But Spring Garden Road itself is the artery. Its health defines the success of the city and it looks pretty healthy right now: People and businesses keep on coming.
"It's the wide range of offerings," says Bernard Smith, manager of the Spring Garden Area Business Association. "For an interesting combination of reasons, people want to be there and there's a much better sense of co-operation between the merchants than there was years back.
"People feel comfortable on Spring Garden Road, despite the panhandling situation, which has been an aggravation, which I think is improving. We've worked at it in a feeling, positive sort of way."
All you need to do is look through this year's readers' poll to see the impact the businesses on Spring Garden have had on Haligonians.
"We've got young people, students, yuppies, successful business people and the moneyed south end and it all seems to work," says Smith. Despite the competition of the big-box stores in the suburbs, the street is staying vital, though it takes some planning and acumen to maintain it. "It's now our deliberate strategy to join with Barrington Street and try to make downtown even a better place than it currently is."

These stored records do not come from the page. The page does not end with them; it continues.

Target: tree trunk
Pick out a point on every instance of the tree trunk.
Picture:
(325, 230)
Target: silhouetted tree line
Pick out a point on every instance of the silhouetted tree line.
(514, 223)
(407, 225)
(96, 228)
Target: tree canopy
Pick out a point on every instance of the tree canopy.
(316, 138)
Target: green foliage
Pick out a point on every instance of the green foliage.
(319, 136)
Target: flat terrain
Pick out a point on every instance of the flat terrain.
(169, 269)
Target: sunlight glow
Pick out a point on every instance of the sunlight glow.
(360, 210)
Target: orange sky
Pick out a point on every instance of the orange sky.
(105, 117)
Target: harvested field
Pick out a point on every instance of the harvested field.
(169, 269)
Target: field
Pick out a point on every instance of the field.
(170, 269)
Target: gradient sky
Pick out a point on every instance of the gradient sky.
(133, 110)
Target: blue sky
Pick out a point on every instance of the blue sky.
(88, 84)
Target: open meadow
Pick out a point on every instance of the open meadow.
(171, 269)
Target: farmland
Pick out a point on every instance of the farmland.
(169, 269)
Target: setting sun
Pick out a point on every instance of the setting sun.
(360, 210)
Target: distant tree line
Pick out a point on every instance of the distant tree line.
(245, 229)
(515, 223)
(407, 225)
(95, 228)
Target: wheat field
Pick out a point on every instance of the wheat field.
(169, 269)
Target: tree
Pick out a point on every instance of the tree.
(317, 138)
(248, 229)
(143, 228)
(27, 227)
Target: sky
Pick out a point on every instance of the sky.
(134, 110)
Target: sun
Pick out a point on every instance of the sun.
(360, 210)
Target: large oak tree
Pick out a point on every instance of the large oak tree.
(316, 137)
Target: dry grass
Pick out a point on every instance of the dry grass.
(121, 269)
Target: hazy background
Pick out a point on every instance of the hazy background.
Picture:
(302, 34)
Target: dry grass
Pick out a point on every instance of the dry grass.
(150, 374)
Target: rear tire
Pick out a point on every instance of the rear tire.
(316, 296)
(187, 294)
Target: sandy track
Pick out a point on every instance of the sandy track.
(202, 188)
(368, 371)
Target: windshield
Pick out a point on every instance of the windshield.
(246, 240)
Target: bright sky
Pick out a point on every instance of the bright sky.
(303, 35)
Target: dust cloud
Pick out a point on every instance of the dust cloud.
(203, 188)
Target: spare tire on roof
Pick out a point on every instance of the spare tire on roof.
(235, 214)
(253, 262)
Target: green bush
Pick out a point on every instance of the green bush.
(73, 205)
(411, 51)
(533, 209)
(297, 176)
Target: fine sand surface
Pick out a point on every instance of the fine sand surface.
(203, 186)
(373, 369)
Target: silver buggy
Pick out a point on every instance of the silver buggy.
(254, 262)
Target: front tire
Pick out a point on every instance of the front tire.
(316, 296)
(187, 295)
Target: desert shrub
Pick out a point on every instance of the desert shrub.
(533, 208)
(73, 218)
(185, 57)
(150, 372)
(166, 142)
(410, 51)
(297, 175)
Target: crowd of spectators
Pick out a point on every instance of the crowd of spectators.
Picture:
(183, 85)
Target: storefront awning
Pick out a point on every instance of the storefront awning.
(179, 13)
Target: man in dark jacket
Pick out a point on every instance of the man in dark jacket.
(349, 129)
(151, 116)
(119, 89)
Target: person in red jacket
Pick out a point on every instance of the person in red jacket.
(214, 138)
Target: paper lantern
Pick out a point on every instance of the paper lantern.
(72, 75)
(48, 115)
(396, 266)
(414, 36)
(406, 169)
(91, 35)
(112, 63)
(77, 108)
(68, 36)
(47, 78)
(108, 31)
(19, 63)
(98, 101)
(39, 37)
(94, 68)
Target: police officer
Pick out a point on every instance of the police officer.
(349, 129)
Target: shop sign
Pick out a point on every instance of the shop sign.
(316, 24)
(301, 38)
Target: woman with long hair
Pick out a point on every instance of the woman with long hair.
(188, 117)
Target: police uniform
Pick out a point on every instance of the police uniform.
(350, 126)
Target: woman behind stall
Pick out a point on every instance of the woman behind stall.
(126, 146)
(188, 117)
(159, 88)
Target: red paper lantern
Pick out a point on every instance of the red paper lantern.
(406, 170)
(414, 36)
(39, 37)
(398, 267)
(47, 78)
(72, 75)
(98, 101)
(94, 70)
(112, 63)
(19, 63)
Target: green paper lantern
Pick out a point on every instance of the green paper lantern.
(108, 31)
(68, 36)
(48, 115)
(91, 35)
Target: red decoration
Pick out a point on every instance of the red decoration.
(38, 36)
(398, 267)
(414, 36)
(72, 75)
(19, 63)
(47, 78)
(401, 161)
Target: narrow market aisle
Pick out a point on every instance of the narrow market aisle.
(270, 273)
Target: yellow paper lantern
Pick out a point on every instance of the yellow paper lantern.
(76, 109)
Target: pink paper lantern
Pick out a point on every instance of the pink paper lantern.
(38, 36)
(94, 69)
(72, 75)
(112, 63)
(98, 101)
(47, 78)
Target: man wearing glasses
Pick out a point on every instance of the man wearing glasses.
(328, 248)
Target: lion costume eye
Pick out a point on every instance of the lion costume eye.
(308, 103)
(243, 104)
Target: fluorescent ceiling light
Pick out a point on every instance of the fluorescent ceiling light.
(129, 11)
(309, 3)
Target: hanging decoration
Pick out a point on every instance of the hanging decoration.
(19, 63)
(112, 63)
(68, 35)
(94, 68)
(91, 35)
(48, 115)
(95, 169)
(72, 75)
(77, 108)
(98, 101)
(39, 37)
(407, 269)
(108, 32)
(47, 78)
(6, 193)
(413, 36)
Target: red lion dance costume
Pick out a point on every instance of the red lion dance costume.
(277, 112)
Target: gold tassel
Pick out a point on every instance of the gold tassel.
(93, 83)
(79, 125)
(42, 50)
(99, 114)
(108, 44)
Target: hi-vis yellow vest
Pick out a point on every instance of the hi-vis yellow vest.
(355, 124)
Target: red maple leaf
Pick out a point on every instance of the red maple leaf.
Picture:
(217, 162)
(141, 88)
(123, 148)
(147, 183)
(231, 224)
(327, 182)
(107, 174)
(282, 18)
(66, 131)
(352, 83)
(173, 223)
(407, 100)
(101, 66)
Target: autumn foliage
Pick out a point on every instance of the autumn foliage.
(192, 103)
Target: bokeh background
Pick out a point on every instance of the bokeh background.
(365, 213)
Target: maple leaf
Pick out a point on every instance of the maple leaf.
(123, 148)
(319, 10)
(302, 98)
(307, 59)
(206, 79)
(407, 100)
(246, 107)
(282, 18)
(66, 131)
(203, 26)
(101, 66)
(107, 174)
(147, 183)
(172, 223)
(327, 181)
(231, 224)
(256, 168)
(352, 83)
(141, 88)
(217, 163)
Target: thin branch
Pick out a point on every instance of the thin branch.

Making it better includes the inevitability that the parking lots off Clyde will be developed as commercial-residential properties, something that will certainly change things. "We're trying to negotiate with the city that whatever goes there doesn't prejudice what we've gained. We probably have to have underground parking and we know some of our customers don't like it. So we have to make it so good, so well lighted and so safe—the very best. We have to convince the city that's the minimum we will accept. Then we'll look for the retail to come in."
Among other businesses, Smith expects to see a "high-end" hardware store to come into the area, to join the host of places which have been "strategically identified" to be necessary for Spring Garden: "Meat, fish, fruits, vegetables essential and we got Pete's Frootique. We certainly went out looking for more children's-related stuff, so adding to Woozles we got Ragamuffin Kids. All the time we get new arrivals, though we're frankly discouraging too much more fast food.
"We know we have a student component but we don't want to overwhelm the place...we want to offer a complete spectrum of quality merchandise. We want people to think of it not as a chore, but as a pleasure to shop here."